I feel that she should declare, or firmly decline, but this prevarication on her part is getting in the way of other potential candidates raising money and so on.

But does anyone seriously think she's not going to run? For good or ill, the coyness is a firm tradition at this point*, and other potentials can interpret it. Or more to the point, if she formally declared, would that return any air to the room, or would it just make it worse? I think the real main issue is the shallow bench besides her.

* A holdover from when it was Not Done for candidates to openly say they wanted to be president? Or something arcane about campaign finance?


Posted by: Minivet | Link to this comment | 08-14-14 2:31 PM
horizontal rule
250

Warren has pretty emphatically denied any plans for a candidacy, and isn't perceived as engaging in the behaviors necessary to prepare for a bid. Us Warren fans are just engaged in wishful thinking.


Posted by: politicalfootball | Link to this comment | 08-14-14 2:37 PM
horizontal rule
251

231: It's all too easy to picture Bill lounging on that couch in the Oval Office kibbitzing

Oh, is that what they're calling it now?


Posted by: Natilo Paennim | Link to this comment | 08-14-14 2:50 PM
horizontal rule
252

I read somewhere that HRC polls much better when she's not a candidate. If true, then, one would expect her to delay as long as possible.


Posted by: CharleyCarp | Link to this comment | 08-14-14 2:58 PM
horizontal rule
253

One assumes she has to become a candidate before the actual election.


Posted by: Yawnoc | Link to this comment | 08-14-14 3:09 PM
horizontal rule
254

Sure, but why have a bunch of unflattering things going on, when one can just quietly raise money and lock up support?


Posted by: CharleyCarp | Link to this comment | 08-14-14 3:50 PM
horizontal rule
255

Are vice presidents term limited? If you were a awesome veep could you just keep running? Like a executive branch Ed McMahon?


Posted by: k-sky | Link to this comment | 08-14-14 5:17 PM
horizontal rule
256

Is Brian "my gaydar is 60-70 percent" Schweitzer now definitely not running now?


Posted by: JP Stormcrow | Link to this comment | 08-14-14 6:38 PM
horizontal rule
257

He was never running, but telling the truth about Sen Feinstein was a step too far for the Village, so you won't be seeing him at all for a while.
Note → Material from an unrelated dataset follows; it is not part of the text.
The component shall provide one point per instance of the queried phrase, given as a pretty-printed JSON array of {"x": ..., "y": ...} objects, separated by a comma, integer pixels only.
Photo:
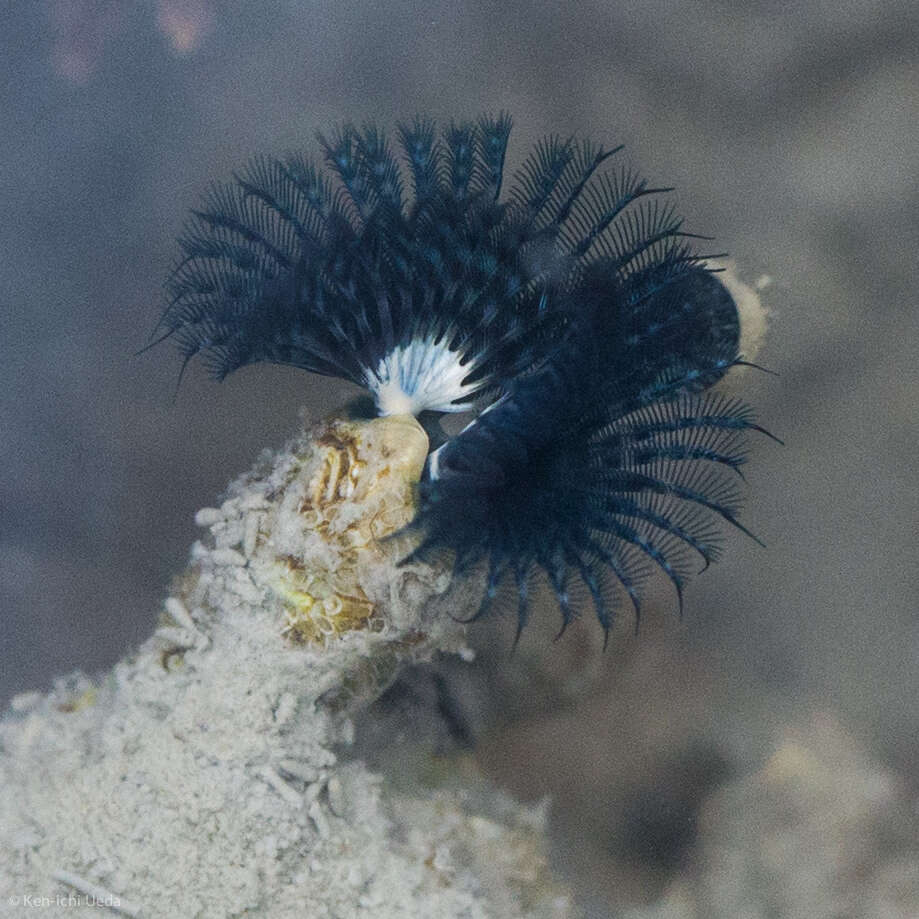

Posted by: CharleyCarp | Link to this comment | 08-14-14 7:17 PM
horizontal rule
258

249: Or more to the point, if she formally declared, would that return any air to the room, or would it just make it worse?

I think the principal difference between my perspective on this and that of everyone else here who's voiced an opinion is that I'm not 100% sure she intends to run. I mean, I find it hard to believe that she won't, given her behavior -- looking for all the world as though she is indeed, sure as hell, going to run -- but on the other hand, I honestly would not be shocked out of my mind if she regretfully announced that she'd decided against it. She's getting up there in years; right around the time she retired as Sect'y of State, she was looking very tired, even haggard.

It's that possibility that has made me annoyed; it's that possibility that makes her current non-campaigning an air suck. If her answer is "No", she should say so. Feel free to explain that I'm nuts to even consider the possibility -- but it's probably not necessary.


Posted by: parsimon | Link to this comment | 08-15-14 5:38 PM
horizontal rule
259

No, it's occurred to me too. We've got viable former candidates, Gore & Kerry, whom we could rally round if we had to. Lots depends on what the Republicans come up with, and there isn't an overwhelming favorite there either.